The expected wages are 7.8, and 10.7 dollars respectively.

  1. If the female and male workforce was homogeneous in all variables not included in the regression, we could say that the result strongly points to a large wage discrimination of women. There is however good reasons to expect that some of the estimated effects are biased from omitted variables. For example the model does not account for the type of position (e.g. leader at some level vs ordinary worker) or the type of industry (e.g. mining vs healt care). It is likely that wage differences and gender differences relating to such factors lead to errors in the estimated interaction effect. If we could control for type of position and industry to some extent, we come closer to a comparison of men and women doing the same job which is where the question of “fair wages” can be adressed in a better way. (A different issue is of course whether the gender and wage differences based on position and industry type are fair. I.e. is it “fair” that more women work in health care and that health care workers generally earn less than miners?)

The data is somewhat old, and at the time probably more of “old fashioned” gender divisions were present in the USA than today. Newer data could give a different result, of course.

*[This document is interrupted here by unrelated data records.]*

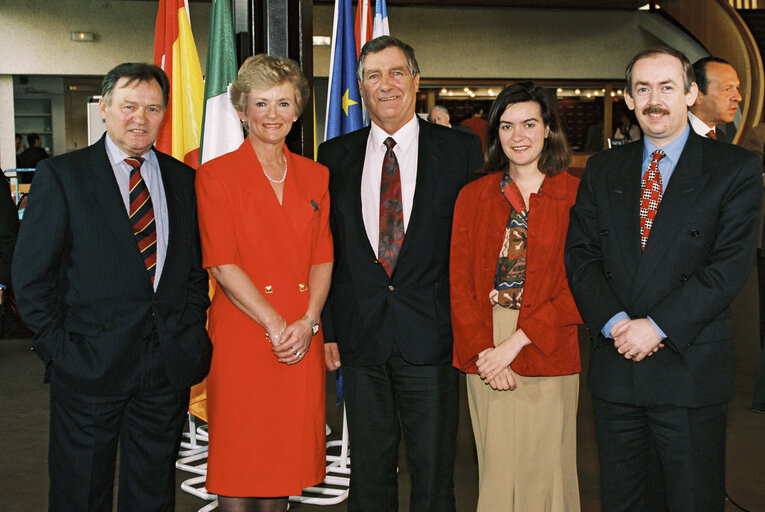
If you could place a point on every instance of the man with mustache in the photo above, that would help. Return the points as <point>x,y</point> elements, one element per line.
<point>662,238</point>
<point>718,99</point>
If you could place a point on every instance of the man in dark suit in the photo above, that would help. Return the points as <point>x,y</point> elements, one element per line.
<point>107,273</point>
<point>392,187</point>
<point>715,108</point>
<point>654,265</point>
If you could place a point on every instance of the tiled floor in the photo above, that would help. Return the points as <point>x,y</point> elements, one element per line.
<point>24,416</point>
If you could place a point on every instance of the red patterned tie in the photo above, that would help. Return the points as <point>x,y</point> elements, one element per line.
<point>391,210</point>
<point>142,216</point>
<point>650,196</point>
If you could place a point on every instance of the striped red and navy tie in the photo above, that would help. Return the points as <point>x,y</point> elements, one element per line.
<point>142,216</point>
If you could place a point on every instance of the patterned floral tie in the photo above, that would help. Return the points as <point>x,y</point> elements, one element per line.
<point>391,210</point>
<point>651,192</point>
<point>142,216</point>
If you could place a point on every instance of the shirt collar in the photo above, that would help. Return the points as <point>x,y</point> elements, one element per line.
<point>404,137</point>
<point>673,150</point>
<point>117,156</point>
<point>699,126</point>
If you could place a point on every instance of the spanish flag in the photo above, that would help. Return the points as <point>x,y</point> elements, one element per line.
<point>176,53</point>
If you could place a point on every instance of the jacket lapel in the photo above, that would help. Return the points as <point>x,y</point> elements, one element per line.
<point>681,192</point>
<point>425,185</point>
<point>350,182</point>
<point>99,176</point>
<point>624,199</point>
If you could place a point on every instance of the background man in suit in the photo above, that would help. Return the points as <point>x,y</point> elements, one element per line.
<point>392,187</point>
<point>657,308</point>
<point>9,228</point>
<point>718,99</point>
<point>107,273</point>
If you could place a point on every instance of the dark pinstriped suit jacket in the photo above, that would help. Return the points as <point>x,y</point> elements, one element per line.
<point>81,284</point>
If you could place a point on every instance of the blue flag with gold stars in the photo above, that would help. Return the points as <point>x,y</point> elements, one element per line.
<point>343,99</point>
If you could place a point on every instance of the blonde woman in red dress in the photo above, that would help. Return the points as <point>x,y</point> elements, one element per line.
<point>264,221</point>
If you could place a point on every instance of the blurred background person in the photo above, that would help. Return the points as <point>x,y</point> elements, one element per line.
<point>20,146</point>
<point>627,130</point>
<point>265,238</point>
<point>477,125</point>
<point>513,316</point>
<point>440,115</point>
<point>715,109</point>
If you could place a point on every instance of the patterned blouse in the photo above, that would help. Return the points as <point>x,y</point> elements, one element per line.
<point>511,264</point>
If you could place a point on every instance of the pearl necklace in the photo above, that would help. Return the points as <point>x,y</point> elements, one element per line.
<point>283,177</point>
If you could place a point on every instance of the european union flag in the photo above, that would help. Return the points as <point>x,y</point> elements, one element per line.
<point>343,99</point>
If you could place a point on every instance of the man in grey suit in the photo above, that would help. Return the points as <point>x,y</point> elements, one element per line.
<point>392,187</point>
<point>662,238</point>
<point>107,273</point>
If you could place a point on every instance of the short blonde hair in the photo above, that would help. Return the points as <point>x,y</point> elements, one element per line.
<point>261,72</point>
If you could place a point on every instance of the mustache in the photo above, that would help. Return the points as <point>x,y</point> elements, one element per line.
<point>655,109</point>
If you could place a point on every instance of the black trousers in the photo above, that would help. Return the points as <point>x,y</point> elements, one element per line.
<point>382,400</point>
<point>86,429</point>
<point>680,449</point>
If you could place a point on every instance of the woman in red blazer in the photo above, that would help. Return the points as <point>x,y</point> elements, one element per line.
<point>514,319</point>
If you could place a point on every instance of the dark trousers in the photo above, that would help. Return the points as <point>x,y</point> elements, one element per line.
<point>685,446</point>
<point>86,428</point>
<point>425,400</point>
<point>758,403</point>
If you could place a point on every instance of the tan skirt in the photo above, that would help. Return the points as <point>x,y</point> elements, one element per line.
<point>526,439</point>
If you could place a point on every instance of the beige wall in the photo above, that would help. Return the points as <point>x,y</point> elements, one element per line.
<point>36,35</point>
<point>508,42</point>
<point>450,42</point>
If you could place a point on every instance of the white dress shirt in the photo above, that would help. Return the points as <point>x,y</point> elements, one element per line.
<point>153,179</point>
<point>699,126</point>
<point>407,144</point>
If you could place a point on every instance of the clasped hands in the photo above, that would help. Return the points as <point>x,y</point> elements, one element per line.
<point>636,339</point>
<point>290,342</point>
<point>494,363</point>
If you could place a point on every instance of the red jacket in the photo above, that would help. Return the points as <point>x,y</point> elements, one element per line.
<point>548,314</point>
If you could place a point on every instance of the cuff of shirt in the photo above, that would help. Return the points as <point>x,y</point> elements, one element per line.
<point>658,329</point>
<point>621,315</point>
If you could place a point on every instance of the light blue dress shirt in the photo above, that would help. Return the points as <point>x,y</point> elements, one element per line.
<point>153,179</point>
<point>667,165</point>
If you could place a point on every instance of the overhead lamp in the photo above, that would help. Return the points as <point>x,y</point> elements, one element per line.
<point>82,37</point>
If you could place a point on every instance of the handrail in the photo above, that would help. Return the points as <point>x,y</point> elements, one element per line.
<point>724,33</point>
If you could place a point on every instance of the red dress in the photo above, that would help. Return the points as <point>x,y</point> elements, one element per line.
<point>266,419</point>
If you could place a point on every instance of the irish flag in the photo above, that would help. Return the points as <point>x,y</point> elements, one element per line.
<point>176,53</point>
<point>222,131</point>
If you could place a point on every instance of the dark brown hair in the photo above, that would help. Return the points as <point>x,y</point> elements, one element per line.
<point>556,154</point>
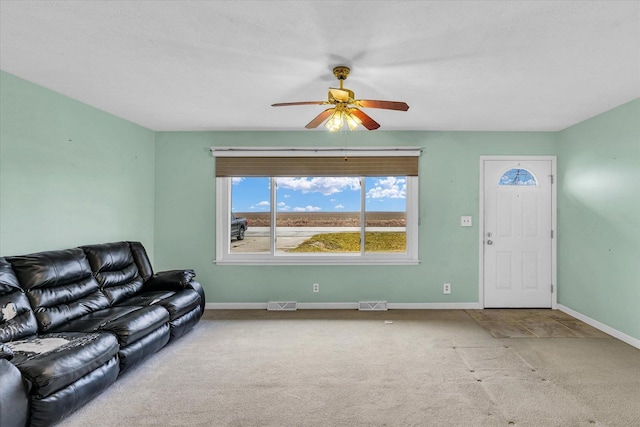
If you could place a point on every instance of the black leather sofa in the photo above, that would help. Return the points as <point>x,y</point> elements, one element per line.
<point>73,320</point>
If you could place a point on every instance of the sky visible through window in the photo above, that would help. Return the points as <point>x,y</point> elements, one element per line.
<point>320,194</point>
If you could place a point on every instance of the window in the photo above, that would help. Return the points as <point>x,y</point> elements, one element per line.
<point>342,213</point>
<point>517,177</point>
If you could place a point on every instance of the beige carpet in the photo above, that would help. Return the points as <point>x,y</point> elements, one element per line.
<point>350,368</point>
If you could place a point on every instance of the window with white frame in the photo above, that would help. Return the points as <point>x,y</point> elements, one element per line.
<point>317,206</point>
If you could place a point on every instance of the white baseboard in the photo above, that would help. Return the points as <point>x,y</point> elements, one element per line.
<point>433,306</point>
<point>345,306</point>
<point>604,328</point>
<point>235,306</point>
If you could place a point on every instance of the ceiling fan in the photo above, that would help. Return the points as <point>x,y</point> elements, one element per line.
<point>345,107</point>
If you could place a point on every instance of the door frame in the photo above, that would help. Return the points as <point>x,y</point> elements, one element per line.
<point>554,223</point>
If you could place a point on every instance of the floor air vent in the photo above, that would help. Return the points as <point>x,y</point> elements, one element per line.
<point>282,306</point>
<point>372,306</point>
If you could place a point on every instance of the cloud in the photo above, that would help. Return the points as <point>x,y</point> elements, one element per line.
<point>391,188</point>
<point>323,185</point>
<point>307,209</point>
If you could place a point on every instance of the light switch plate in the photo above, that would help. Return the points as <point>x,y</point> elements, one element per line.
<point>465,221</point>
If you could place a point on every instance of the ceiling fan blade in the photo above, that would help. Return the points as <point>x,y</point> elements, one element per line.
<point>320,118</point>
<point>367,121</point>
<point>387,105</point>
<point>287,104</point>
<point>341,95</point>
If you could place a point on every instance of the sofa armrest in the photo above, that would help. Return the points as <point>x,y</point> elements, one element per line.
<point>170,280</point>
<point>14,403</point>
<point>5,352</point>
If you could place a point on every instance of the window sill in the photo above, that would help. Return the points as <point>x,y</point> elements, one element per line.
<point>317,261</point>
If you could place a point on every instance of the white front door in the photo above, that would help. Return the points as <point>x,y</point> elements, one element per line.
<point>517,241</point>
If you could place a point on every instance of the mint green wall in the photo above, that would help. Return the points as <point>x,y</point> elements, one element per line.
<point>70,174</point>
<point>599,218</point>
<point>185,217</point>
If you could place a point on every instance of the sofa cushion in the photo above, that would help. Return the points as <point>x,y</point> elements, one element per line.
<point>60,286</point>
<point>16,317</point>
<point>141,259</point>
<point>176,303</point>
<point>53,361</point>
<point>115,269</point>
<point>46,411</point>
<point>128,323</point>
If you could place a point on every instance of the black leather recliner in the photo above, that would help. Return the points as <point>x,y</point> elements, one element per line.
<point>66,297</point>
<point>58,372</point>
<point>128,280</point>
<point>72,321</point>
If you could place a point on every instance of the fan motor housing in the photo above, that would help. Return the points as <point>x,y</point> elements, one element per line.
<point>341,72</point>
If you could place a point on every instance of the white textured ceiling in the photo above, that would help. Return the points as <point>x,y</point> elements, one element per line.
<point>219,65</point>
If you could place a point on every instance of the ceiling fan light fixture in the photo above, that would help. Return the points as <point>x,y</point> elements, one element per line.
<point>336,121</point>
<point>344,109</point>
<point>352,121</point>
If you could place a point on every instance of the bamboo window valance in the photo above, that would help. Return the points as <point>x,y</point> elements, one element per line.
<point>337,163</point>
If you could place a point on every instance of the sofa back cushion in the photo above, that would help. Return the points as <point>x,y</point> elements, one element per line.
<point>115,269</point>
<point>142,260</point>
<point>16,317</point>
<point>59,284</point>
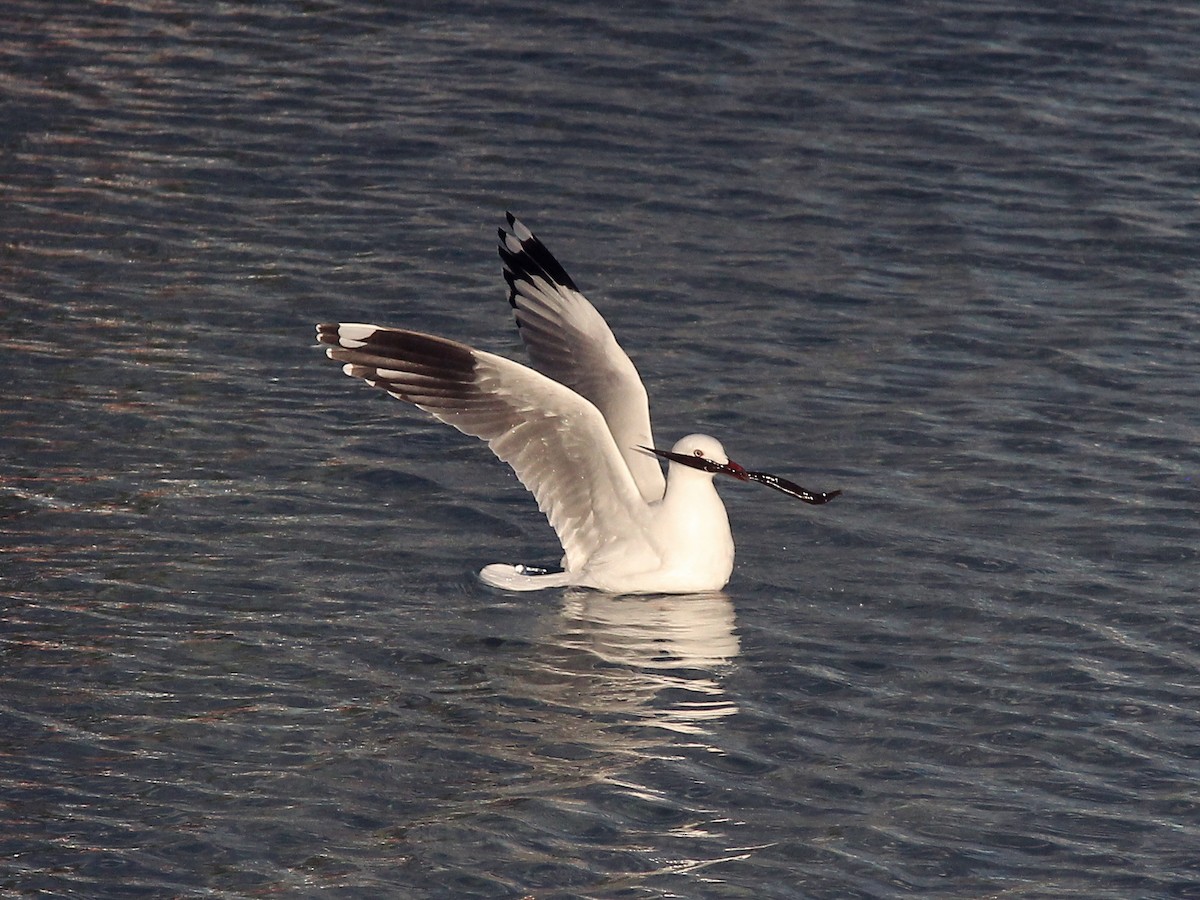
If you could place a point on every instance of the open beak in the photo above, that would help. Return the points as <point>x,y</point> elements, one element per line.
<point>733,471</point>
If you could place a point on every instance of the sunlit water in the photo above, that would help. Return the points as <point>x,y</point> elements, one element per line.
<point>943,259</point>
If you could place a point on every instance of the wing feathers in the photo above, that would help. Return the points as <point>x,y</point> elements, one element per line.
<point>570,342</point>
<point>557,442</point>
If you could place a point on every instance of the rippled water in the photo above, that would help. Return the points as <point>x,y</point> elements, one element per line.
<point>942,257</point>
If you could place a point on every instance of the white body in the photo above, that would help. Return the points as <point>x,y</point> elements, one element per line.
<point>574,431</point>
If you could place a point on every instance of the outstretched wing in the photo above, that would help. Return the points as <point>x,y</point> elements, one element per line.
<point>569,341</point>
<point>557,442</point>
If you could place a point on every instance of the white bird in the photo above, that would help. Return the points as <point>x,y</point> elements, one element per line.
<point>576,432</point>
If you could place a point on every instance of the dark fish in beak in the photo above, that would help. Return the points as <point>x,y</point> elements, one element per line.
<point>733,471</point>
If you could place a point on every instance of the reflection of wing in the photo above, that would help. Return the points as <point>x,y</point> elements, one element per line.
<point>570,342</point>
<point>556,441</point>
<point>660,633</point>
<point>663,652</point>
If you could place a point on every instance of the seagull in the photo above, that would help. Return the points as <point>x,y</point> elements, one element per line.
<point>576,431</point>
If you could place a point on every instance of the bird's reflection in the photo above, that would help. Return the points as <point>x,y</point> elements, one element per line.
<point>657,660</point>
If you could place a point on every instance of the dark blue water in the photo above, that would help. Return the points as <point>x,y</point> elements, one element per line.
<point>942,257</point>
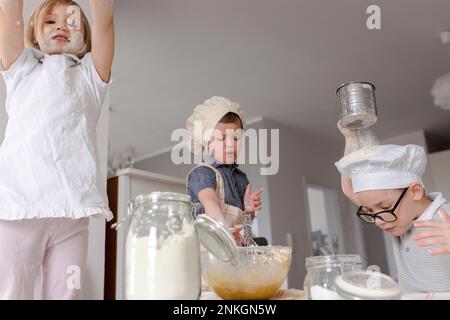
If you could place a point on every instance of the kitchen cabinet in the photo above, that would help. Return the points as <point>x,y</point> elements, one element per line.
<point>123,186</point>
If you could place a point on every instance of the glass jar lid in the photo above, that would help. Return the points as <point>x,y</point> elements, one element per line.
<point>159,196</point>
<point>367,285</point>
<point>332,260</point>
<point>216,238</point>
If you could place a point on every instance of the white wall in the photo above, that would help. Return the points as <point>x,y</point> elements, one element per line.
<point>440,171</point>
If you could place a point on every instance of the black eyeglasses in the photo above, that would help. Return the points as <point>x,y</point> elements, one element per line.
<point>386,216</point>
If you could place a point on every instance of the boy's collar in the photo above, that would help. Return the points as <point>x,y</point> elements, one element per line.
<point>215,163</point>
<point>438,200</point>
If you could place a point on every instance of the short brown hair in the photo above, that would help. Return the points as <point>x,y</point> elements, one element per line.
<point>231,117</point>
<point>42,11</point>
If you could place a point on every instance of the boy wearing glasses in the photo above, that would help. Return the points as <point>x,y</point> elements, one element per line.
<point>385,182</point>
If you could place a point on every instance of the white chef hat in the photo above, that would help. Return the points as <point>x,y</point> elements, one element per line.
<point>205,118</point>
<point>384,167</point>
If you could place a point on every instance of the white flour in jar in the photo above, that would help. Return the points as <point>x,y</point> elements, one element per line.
<point>170,271</point>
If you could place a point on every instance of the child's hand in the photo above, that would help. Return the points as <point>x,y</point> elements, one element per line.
<point>438,234</point>
<point>347,133</point>
<point>252,201</point>
<point>235,231</point>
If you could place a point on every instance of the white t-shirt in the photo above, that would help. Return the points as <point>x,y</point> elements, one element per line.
<point>417,270</point>
<point>49,164</point>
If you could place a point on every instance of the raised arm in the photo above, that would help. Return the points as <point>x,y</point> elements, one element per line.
<point>11,32</point>
<point>102,36</point>
<point>210,202</point>
<point>346,182</point>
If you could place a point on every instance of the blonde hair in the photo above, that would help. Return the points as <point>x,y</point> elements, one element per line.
<point>39,14</point>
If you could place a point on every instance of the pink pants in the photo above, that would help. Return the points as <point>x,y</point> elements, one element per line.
<point>58,245</point>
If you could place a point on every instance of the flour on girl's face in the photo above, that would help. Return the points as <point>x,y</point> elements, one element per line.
<point>61,31</point>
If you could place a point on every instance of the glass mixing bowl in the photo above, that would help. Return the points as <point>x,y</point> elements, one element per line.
<point>257,273</point>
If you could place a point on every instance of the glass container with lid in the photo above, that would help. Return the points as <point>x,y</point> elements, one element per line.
<point>357,105</point>
<point>367,285</point>
<point>322,271</point>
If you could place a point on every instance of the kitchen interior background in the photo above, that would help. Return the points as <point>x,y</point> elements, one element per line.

  1. We are to test for an interaction effect as suggested.
wagereg4 <- lm(wage ~ education*gender + exper*gender, data = wagedata)
stargazer(wagereg3, wagereg4, type = "text",
          keep.stat = c("rsq", "ser"),
          column.labels = c("model2", "model3"),
          model.numbers = FALSE)
## 
## ==========================================================
##                                Dependent variable:        
##                        -----------------------------------
##                                       wage                
##                             model2            model3      
## ----------------------------------------------------------
## education                  1.503***          1.531***     
##                             (0.088)           (0.088)     
##                                                           
## genderfemale                 0.008             2.906      
##                             (1.747)           (1.966)     
##                                                           
## exper                      0.173***          0.224***     
##                             (0.016)           (0.023)     
##                                                           
## education:genderfemale      -0.243*          -0.320**     
##                             (0.130)           (0.132)     
##                                                           
## genderfemale:exper                           -0.100***    
##                                               (0.032)     
##                                                           
## Constant                   -9.074***        -10.418***    
##                             (1.260)           (1.325)     
##                                                           
## ----------------------------------------------------------
## R2                           0.318             0.324      
## Residual Std. Error    6.530 (df = 1284) 6.507 (df = 1283)
## ==========================================================
## Note:                          *p<0.1; **p<0.05; ***p<0.01

From model 4 we learn that also the experience variable has a significant interaction with gender. This effect can to some extent be caused by the way the “experience” variable was calculated (as outlined in exercise 6.1). Since more women spend some years at home with children the “experience” variable more often give the correct value for men, while for women it overestimates the professional work experience, and so it appears that experience pays off less for women.

As final words, this exercise exemplifies that wage modeling can be really challenging, and with the limited selection of variables available here, we are likely to have severe bias in our estimates. Interestingly, we could see that the “flat” wage difference was not real, an interaction effect gave a better picture of the situation. Further it is an example where regression models can be highly valuable even with relatively low \(R^2\) values. The highest we got here was around 0.32.